Nelle chat sono stati trovati inoltre innumerevoli foto e video a sfondo sessuale. L’aspetto maggiormente sconcertante è che i contenuti multimediali non erano soltanto scaricati da Internet e rifondivisi. Le protagoniste in alcuni casi erano le atlete del medesimo gruppo, alcune persino minorenni. Le loro immagini di nudo o in intimo venivano pubblicate a loro insaputa e ovviamente senza consenso nel gruppo dai fidanzatini a cui le avevano inviate. Un vero e proprio episodio di revenge porn.

Razzismo, fascismo e revenge porn nelle chat tra atleti Fisi: c’era anche l’allenatore, i provvedimenti

L’inchiesta sugli atleti della FISI, che ha coinvolto dodici atleti tra i 19 e i 21 anni, due minorenni e il loro allenatore, è stata avviata a settembre del 2023 dopo una denuncia anonima alla Procura. “Il tecnico istiga i ragazzi a insultare gli stranieri”, ha scritto qualcuno in una lettera. Nella primavera del medesimo anno la vicenda era stata scoperta dal CONI, che aveva sospeso l’allenatore, ma senza andare a fondo della questione. È così che con le chat, questa volta, è venuta fuori la verità. 
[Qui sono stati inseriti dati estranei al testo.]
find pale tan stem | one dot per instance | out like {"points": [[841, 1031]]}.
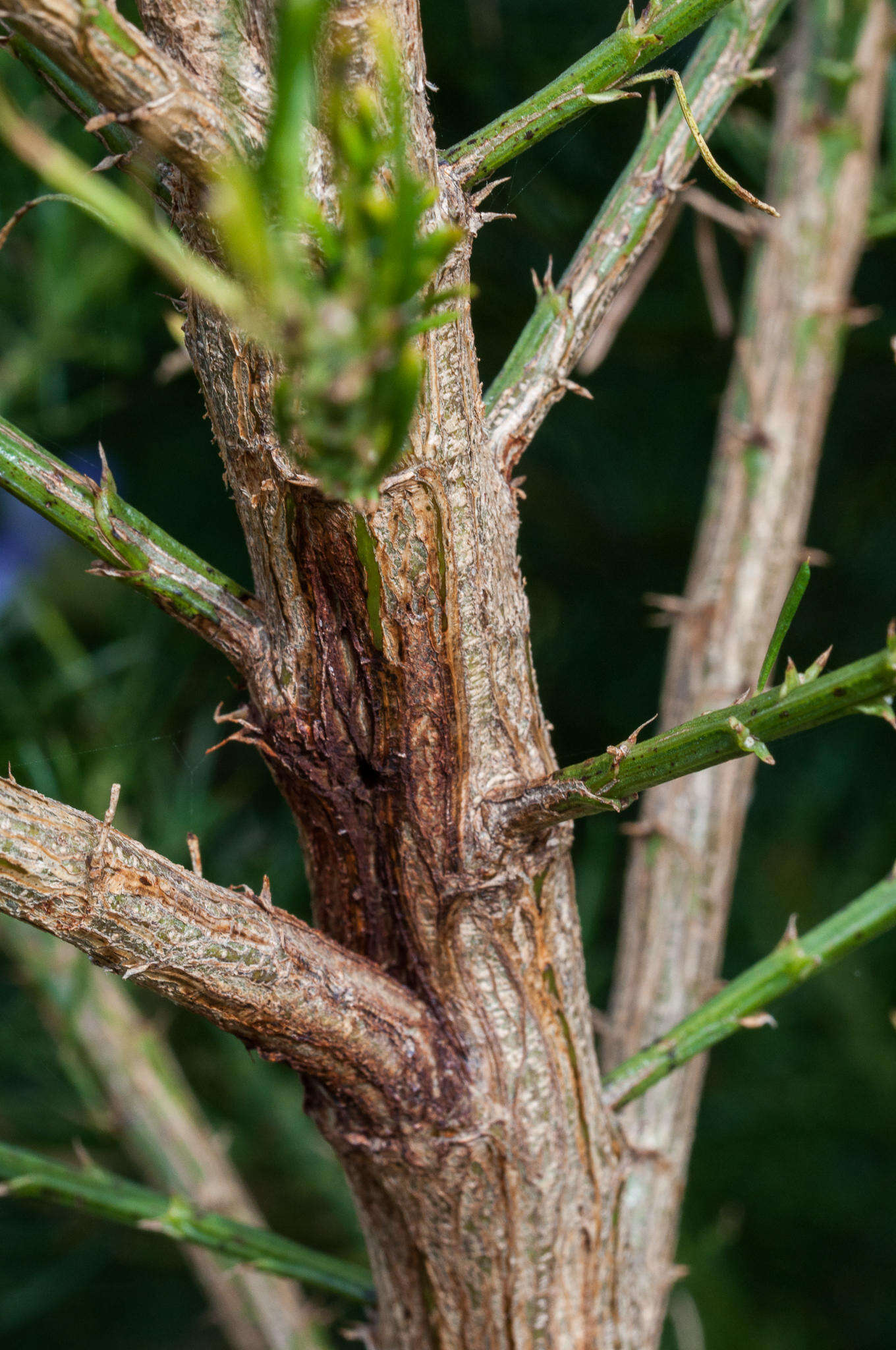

Il processo è iniziato a gennaio. La Procura aveva chiesto la sospensione di tutti i coinvolti per avere violato il codice di comportamento del CONI e lo statuto della FISI. I giudici tuttavia hanno ridimensionato la vicenda, assolvendo metà degli indagati e condannando i restanti a un mese di sospensione o semplicemente ammonendoli. Solo l’allenatore è stato sospeso per sei mesi.